まず、この調理器具を pie blender という名称で販売している会社は英語圏にもあり、そのように呼ぶ人は消費者の中にもいます(つまり、日本語の「パイブレンダー」は単にその英語をカタカナにしたものだと思います)。ただ、料理に詳しくない人がこの名前を聞くとせっかく焼き上げたサクサクのパイをグチャグチャに潰して混ぜる器具と勘違いしてしまう可能性があるため、できれば日本語でも別の表現を使うのがいいでしょう。
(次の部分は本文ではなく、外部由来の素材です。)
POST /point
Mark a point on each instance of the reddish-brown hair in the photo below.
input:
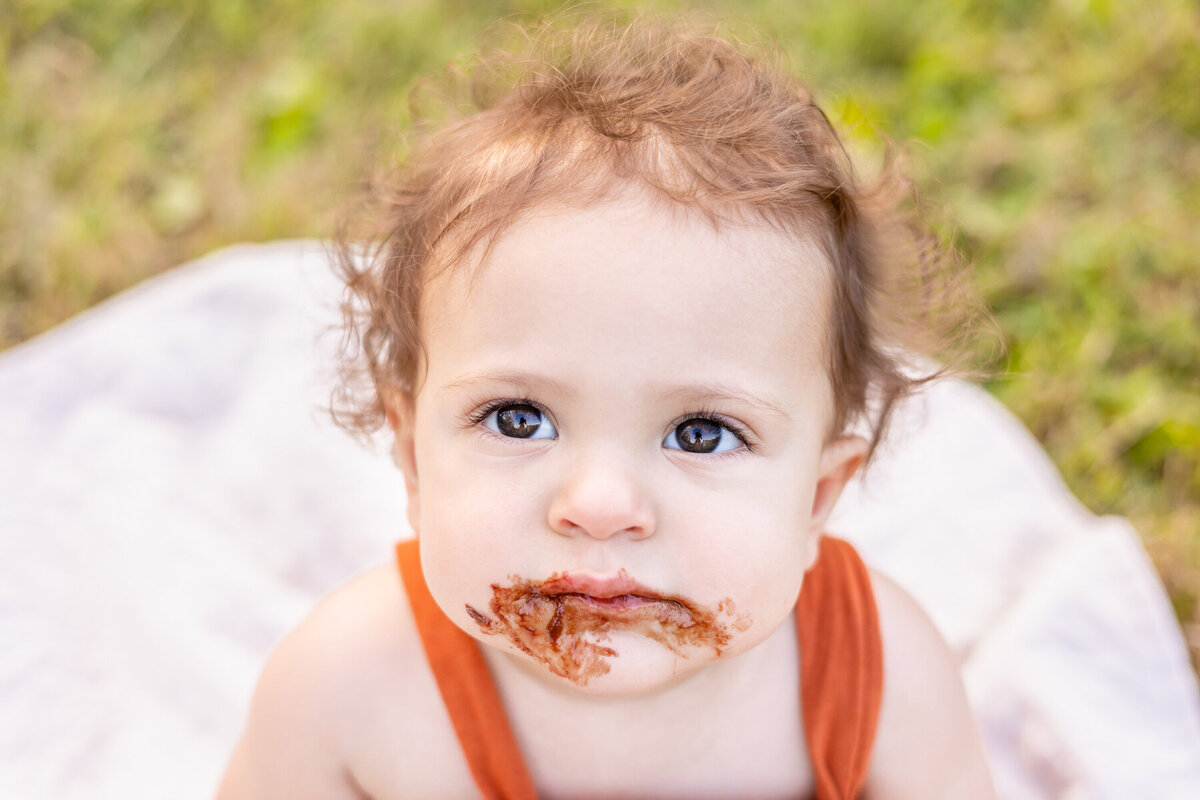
(573, 115)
インターネットで検索するとこの器具は「パイ生地ブレンダー」として紹介/販売されている場合もありますが、この表現であればパイ自体ではなく(パイやキッシュを作るのに必要な)パイ生地を混ぜ合わせる器具の意味になるため適切と言えるでしょう。

RitaE / Pixabay.com

↑調理する過程でパイブレンダーが活躍したと思われるキッシュ。

「パイブレンダー」は英語で何と言う?

さて、パイ生地は英語で dough または pastry と呼ばれるため、パイブレンダーは次のように表現されるのが普通です(アルファベット順に記載)。

1. dough blender
2. pastry blender
3. pastry cutter

アメリカでは dough はパンやペストリー菓子に使う「パン生地・パイ生地」、可算名詞 (数えられる名詞) の pastry/pastries は dough を使って焼いたパイなどのペストリー菓子を意味するのに対し、イギリスでは dough は「パン生地」(または「パイ生地」も含む)、不可算名詞の pastry は「パイ生地」、そして可算名詞の pastry/pastries はそのパイ生地を使って焼いたペストリー菓子を意味するのが普通のようです。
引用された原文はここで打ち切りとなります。